International sales opportunities may require us to develop localized versions of our products. If we are unable to do so timely, our ability to grow our international revenue and execute our international business strategy will be adversely affected.

 

International sales opportunities may require investing significant resources in creating and refining different language models for particular languages or dialects. These language models are required to create versions of our products that allow end users to speak the local language or dialect and be understood and authenticated. If we fail to develop any necessary localized versions of our products on a timely basis, our ability to address international market opportunities and to grow our international business will be adversely affected. However, even if we expend resources to develop localized versions of our products, there is no assurance that we will be able to recognize sufficient revenues from these localized versions to make them profitable.

 

If the industry standards we support are not adopted as the standards for speech software, customers may not use our speech software products.

 

The market for speech software remains immature and emerging, and industry standards are still in a state of evolution.

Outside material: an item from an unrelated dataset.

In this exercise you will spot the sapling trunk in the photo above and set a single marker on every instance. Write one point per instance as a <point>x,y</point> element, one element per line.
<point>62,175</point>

We may not be competitive unless our products support changing industry standards; otherwise, customers may choose not to use our speech software products. The emergence of industry standards, whether through adoption by official standards committees or widespread usage, could require costly and time-consuming redesign of our products. If these standards become widespread and ur products do not support them, our customers and potential customers may not purchase our products. Multiple standards in the marketplace could also make it difficult for us to ensure that our products will support all applicable standards, which could in turn result in decreased sales of our products. Furthermore, the existence of multiple standards could chill the market for speech software in general, until a dominant standard emerges.

 

Our applications, our Nuance Application Environment product and our Nuance Voice Platform software are each designed to work, in all material respects, with the recently adopted VoiceXML standard. There are currently other, similar standards in development, some of which may become more widely adopted than VoiceXML. If VoiceXML is not widely accepted by our target customers or if another competing standard were to become widely adopted, then sales of our products could decline and our business would be materially harmed. In such an event, we may find it necessary to redesign our existing products or design new products that are compatible with alternative standards that are widely adopted or that replace VoiceXML. This design or redesign could be costly and time-consuming. If a third-party proprietary technology were to become a standard, we might be precluded from developing products to conform to that standard unless we are able to enter into agreements to license the rights to develop such products. Any such license could require us to pay substantial royalties, whether upfront or based on sales of such products, which could materially adversely affect our margins for such products and, as a result, our results of operations.

 

Our inability to adequately protect our proprietary technology could harm our ability to compete.

 

Our future success and ability to compete depends in part upon our proprietary technology and our trademarks, which we attempt to protect through reliance upon a combination of patent, copyright, trademark and trade secret laws, as well as with our confidentiality procedures and contractual provisions. These legal protections afford only limited protection, and may be time-consuming and expensive to obtain, maintain or enforce. Further, despite our efforts, we may be unable to prevent third parties from infringing or misappropriating our intellectual property or to recover adequate compensation from any such infringers.

 

Although we have filed multiple U.S. patent applications, we have currently only been issued a small number of patents. There is no guarantee that we will be issued additional patents under our current or future patent applications. Any patents that are issued to us could be circumvented or challenged. If challenged, a patent might be invalidated or its claims might be substantially narrowed. Our intellectual property rights may not be adequate to provide us with a competitive advantage and, in any event, may not prevent competitors from entering the markets for our products. Additionally, our competitors could independently develop non-infringing technologies that are competitive with, equivalent to, or superior to our technology.

 

Monitoring infringement and misappropriation of intellectual property can be difficult, and there is no guarantee that we would detect any infringement or misappropriation of our proprietary rights. Even if we do detect infringement or misappropriation of our proprietary rights, litigation to enforce these rights could cause us to divert financial and other resources away from our business operations. Further, we license our products internationally, and the laws of some foreign countries do not protect our proprietary rights to the same extent as the laws of the United States.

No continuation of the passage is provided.